Ze mogen rekenen op Zijn zegen. Maar er is ook een andere kant. Hij verwacht wel wat van hen. Wat dat is, staat in de Zc 8:16-17. In Zc 8:16 gaat het om daden, in Zc 8:17 om gedachten, het hart. Het eerste wat God wil dat gebeurt, is dat zij “waarheid tegen elkaar spreken”. Jeruzalem zal de stad van de waarheid worden genoemd (Zc 8:3). Dit betekent dat de bewoners ervan waarheid tegen elkaar zullen spreken. Leugen past niet bij iemand die of een volk dat met de God van de waarheid in verbinding staat. Het spreken van waarheid is altijd tot zegen.

Voor ons, leden van Gods gemeente, is dit ook een opdracht. Paulus haalt dit vers aan in zijn brief aan de Efeziërs. Hij geeft daar als reden: “Want wij zijn leden van elkaar” (Ef 4:25). Omdat wij aan elkaar verbonden zijn als leden van hetzelfde lichaam, is het spreken van waarheid niet alleen een weldaad voor de ander, maar ook voor de spreker zelf. Als er waarheid wordt gesproken, verstevigt dat de band tussen de leden van Gods volk, terwijl leugen aan die band afbreuk doet.

Het spreken van waarheid moet zeker en vooral gebeuren in rechtszaken. De poort is de plaats waar de rechtspraak plaatsvindt (Gn 19:1; Ru 4:1; Am 5:10; 12). Als daar een oordeel wordt uitgesproken dat in overeenstemming met de waarheid is, zal dat de vrede dienen. Er zal geen tegenspraak of opstand komen. Een oordeel dat naar waarheid is, zal algemene instemming vinden.

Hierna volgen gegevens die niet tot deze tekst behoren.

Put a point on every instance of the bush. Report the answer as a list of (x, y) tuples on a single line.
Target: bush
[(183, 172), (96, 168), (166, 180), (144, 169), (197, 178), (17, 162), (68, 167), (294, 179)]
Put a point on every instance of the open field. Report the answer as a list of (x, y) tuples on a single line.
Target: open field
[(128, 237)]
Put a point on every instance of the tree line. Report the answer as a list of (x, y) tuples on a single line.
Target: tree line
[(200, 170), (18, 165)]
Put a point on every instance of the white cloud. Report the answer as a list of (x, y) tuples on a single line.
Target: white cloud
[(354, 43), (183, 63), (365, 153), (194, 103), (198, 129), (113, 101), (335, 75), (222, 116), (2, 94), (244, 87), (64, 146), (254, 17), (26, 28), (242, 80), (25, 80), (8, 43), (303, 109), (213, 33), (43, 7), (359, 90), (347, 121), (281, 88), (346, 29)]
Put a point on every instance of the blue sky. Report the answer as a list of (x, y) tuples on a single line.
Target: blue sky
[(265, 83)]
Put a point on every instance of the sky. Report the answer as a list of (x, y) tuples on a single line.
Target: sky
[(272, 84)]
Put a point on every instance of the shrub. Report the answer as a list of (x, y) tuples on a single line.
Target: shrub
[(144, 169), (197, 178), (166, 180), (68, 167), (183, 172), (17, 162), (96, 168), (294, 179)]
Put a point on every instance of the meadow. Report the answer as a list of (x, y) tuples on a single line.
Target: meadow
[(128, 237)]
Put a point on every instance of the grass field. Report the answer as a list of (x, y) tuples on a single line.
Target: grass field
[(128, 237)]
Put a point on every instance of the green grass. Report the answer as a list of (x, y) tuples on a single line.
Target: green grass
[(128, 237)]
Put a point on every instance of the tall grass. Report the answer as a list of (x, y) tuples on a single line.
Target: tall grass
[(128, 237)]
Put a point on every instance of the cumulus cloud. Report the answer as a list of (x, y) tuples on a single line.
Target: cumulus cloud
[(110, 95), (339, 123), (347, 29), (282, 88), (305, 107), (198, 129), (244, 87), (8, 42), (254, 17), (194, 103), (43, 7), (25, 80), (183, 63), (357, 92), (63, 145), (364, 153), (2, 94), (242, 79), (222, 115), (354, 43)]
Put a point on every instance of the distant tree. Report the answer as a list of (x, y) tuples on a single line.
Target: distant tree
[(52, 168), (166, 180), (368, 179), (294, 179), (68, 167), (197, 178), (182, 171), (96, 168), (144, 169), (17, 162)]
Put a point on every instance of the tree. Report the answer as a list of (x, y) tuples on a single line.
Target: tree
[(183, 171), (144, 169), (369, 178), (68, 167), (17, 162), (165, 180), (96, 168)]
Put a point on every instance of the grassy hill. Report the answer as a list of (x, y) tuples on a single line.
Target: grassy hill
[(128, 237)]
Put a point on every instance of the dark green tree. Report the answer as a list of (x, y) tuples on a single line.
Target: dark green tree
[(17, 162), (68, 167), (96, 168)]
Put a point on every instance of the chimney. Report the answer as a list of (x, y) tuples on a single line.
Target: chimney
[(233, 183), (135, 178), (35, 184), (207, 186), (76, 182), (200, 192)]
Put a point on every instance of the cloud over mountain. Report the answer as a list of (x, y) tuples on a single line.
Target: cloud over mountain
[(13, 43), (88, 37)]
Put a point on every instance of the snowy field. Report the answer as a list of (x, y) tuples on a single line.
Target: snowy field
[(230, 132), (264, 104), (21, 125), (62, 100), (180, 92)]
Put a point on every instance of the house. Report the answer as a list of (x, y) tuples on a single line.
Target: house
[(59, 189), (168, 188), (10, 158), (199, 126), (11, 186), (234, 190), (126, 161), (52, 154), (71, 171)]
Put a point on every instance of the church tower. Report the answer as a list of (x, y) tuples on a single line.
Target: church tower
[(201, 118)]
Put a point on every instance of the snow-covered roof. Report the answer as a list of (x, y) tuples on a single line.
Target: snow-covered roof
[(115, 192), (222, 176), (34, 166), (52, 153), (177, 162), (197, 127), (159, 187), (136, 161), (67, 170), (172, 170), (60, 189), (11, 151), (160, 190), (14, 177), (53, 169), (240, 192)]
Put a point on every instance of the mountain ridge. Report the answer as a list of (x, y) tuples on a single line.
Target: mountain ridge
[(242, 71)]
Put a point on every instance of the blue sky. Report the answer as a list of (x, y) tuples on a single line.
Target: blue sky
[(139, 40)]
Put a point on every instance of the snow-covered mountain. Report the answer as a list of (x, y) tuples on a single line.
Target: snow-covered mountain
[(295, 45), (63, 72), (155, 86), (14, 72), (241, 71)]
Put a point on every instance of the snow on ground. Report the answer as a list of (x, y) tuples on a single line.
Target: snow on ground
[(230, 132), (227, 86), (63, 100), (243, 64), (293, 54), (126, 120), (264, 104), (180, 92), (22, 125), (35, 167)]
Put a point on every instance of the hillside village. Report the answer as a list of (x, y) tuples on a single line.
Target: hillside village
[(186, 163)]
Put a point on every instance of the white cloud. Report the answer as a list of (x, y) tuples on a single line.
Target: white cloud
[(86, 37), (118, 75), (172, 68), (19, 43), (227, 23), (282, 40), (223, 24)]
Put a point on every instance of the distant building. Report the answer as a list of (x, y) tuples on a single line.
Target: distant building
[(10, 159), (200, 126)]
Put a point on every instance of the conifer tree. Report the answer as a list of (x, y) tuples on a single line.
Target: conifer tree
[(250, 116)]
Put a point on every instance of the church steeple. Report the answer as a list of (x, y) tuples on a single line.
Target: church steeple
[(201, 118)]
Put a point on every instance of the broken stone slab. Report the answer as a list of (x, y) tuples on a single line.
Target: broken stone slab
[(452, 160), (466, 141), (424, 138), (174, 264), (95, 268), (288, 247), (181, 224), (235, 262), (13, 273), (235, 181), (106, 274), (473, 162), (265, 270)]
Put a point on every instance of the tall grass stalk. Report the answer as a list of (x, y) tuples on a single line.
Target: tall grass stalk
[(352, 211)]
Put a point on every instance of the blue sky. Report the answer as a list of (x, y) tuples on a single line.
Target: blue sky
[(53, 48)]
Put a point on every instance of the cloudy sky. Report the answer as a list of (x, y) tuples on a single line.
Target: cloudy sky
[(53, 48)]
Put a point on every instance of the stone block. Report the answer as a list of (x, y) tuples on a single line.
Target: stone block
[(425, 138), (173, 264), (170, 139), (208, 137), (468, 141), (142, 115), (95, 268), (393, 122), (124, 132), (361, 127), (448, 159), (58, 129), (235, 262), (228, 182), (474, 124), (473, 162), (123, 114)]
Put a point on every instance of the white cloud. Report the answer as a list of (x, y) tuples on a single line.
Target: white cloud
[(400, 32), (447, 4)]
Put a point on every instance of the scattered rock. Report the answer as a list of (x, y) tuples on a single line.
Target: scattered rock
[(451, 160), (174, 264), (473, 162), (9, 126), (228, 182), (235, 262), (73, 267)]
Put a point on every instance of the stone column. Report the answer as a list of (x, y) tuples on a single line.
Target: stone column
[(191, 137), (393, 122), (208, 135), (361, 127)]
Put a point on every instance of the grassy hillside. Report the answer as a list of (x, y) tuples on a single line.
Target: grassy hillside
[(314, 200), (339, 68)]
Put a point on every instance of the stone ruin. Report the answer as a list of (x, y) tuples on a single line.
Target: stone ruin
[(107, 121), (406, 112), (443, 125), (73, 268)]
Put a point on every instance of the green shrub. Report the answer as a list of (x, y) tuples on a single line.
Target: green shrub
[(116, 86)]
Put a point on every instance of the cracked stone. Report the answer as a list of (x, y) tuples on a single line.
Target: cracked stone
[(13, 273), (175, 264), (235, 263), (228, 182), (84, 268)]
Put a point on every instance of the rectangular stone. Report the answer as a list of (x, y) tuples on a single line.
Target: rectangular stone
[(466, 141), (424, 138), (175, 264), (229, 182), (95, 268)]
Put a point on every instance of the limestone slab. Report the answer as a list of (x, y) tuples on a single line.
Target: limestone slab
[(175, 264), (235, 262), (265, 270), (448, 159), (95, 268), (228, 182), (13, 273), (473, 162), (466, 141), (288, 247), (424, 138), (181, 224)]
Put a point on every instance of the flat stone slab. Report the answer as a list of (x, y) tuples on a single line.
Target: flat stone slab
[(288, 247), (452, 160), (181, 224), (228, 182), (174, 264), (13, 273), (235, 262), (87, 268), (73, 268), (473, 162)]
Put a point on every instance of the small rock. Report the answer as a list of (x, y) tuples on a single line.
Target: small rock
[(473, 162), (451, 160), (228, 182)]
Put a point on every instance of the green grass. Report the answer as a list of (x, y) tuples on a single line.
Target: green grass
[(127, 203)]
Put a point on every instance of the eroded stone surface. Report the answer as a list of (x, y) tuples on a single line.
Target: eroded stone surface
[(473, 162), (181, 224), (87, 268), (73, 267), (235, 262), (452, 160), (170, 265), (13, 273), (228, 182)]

In Zc 8:17 staat wat God haat. Het is de som van de twee stenen tafels van de wet. Wie de naaste liefheeft, zal geen kwaad in zijn hart tegen zijn broeder of zuster bedenken. Hij zal uit zijn op het goede voor de ander. Het liefhebben van de valse eed betekent dat Gods Naam wordt verbonden aan onrecht en leugen. Het gaat in beide gevallen om de innerlijke houding. God zegt niet alleen dat het verkeerd is, maar dat Hij het haat.